Seit zehn Jahren ist «Le Gruyère» auch in der EU und Grossbritannien als geschützte Ursprungsbezeichnung anerkannt. Schwieriger ist es im Rest der Welt. Vor einem Monat entschied ein US-amerikanisches Gericht: «Gruyère» kann als Marke nicht geschützt werden. Begründung: «Gruyère» steht in den USA allgemein für eine Sorte Hartkäse. Wo und wie der Käse produziert wurde, spielt keine Rolle.
«Das Urteil macht mir Sorgen», sagt Philippe Bardet. Er ist Direktor der Sortenorganisation «Le Gruyère». «Ich habe Angst, dass nun andere Länder zum gleichen Schluss kommen könnten wie die USA.» Als Beispiele nennt er Australien, Neuseeland oder südamerikanische Länder. «Der Einfluss der USA dort ist gross. Sie könnten Druck machen, dass auch in diesen Ländern Gruyère als Marke nicht anerkannt wird.»
Jeder achte Schweizer Gruyère-Laib wird in den USA verkauft
Die USA sind nach der Schweiz und Europa der drittwichtigste Absatzmarkt: Im Schnitt wird jeder achte Schweizer Gruyère in die USA exportiert; 2021 wurden dort über 4100 Tonnen «Le Gruyère» verkauft. Ganz vom Tisch ist der Markenstreit auch nach dem jüngsten Gerichtsurteil aber noch nicht. Die Sortenorganisation könnte den Entscheid noch beim höchsten US-Gericht, beim Supreme Court, anfechten.
Für Philippe Bardet macht dies aber wenig Sinn. Erstens, weil der Supreme Court ganz grundsätzlich nur wenige Rekurse behandle, zweitens, weil die Chancen für einen Sieg – wenn das Gericht sich des Rekurses annehmen würde – gering seien. «Das Gericht fällt seine Entscheidungen dem Prinzip ‹America first›. Ein Erfolg ist also unwahrscheinlich.»
Aufgeben ist keine Option
Ob und wie der juristische Kampf in den USA weitergehen soll, muss die Sortenorganisation formell noch entscheiden.

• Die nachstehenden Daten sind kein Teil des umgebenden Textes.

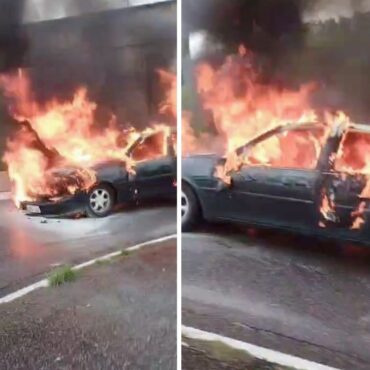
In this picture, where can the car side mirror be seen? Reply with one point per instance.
(223, 185)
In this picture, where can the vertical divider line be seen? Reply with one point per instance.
(179, 151)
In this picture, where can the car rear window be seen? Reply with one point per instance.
(153, 147)
(290, 149)
(354, 153)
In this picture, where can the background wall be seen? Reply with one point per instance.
(115, 53)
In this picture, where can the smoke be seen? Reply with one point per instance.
(322, 10)
(13, 43)
(115, 54)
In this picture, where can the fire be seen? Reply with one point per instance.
(242, 106)
(58, 135)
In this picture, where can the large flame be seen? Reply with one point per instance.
(59, 135)
(243, 106)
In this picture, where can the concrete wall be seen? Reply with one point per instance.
(114, 53)
(41, 10)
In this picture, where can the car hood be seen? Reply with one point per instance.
(200, 164)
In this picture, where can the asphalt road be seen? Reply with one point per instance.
(116, 315)
(31, 246)
(293, 294)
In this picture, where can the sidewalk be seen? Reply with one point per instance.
(116, 314)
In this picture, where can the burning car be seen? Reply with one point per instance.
(311, 177)
(147, 170)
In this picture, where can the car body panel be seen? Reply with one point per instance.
(285, 198)
(152, 178)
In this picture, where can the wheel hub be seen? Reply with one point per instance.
(184, 205)
(100, 200)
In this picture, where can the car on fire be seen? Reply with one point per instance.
(315, 182)
(153, 177)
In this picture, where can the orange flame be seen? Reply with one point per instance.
(55, 135)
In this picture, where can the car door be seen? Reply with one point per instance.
(347, 186)
(155, 168)
(276, 185)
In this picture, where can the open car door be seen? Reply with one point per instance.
(155, 169)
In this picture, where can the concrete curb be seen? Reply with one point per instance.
(4, 182)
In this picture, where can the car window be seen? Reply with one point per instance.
(353, 152)
(291, 149)
(152, 147)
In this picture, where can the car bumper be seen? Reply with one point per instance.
(61, 207)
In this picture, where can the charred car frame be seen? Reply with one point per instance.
(153, 177)
(324, 200)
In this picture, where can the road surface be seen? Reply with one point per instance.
(292, 294)
(31, 246)
(119, 314)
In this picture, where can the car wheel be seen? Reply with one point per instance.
(100, 201)
(190, 209)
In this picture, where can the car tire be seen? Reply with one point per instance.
(190, 208)
(100, 201)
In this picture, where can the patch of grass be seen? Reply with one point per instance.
(103, 262)
(236, 358)
(125, 253)
(61, 275)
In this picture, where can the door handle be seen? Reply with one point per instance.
(302, 184)
(249, 178)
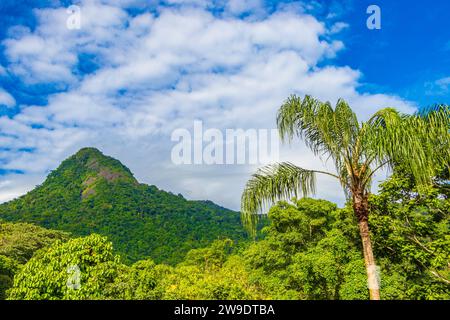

Laut Philippe Bardet läuft es aber darauf hinaus, dass man sich das Geld, das ein weiteres Verfahren kosten würde, lieber spart und ins Marketing investiert. «Die Amerikanerinnen und Amerikaner sollen merken: Der echte Gruyère kommt aus der Schweiz. Alles andere ist Fake.»
Der echte Gruyère kommt aus der Schweiz. Alles andere ist Fake.
Zwei Millionen Franken investiert die Sortenorganisation «Le Gruyère» in den US-Markt: Mit Werbekampagnen, Videos in den sozialen Medien und Degustationen sollen Amerikanerinnen und Amerikaner vom Schweizer Gruyère überzeugt werden. Auch Käser Adrian Scheidegger aus Niedermuhren ist überzeugt, dass der Schweizer Käse auf dem US-Markt gute Chancen hat – Markenschutz hin oder her: «Wer den originalen Geschmack kennt, entscheidet sich für unseren Gruyère.»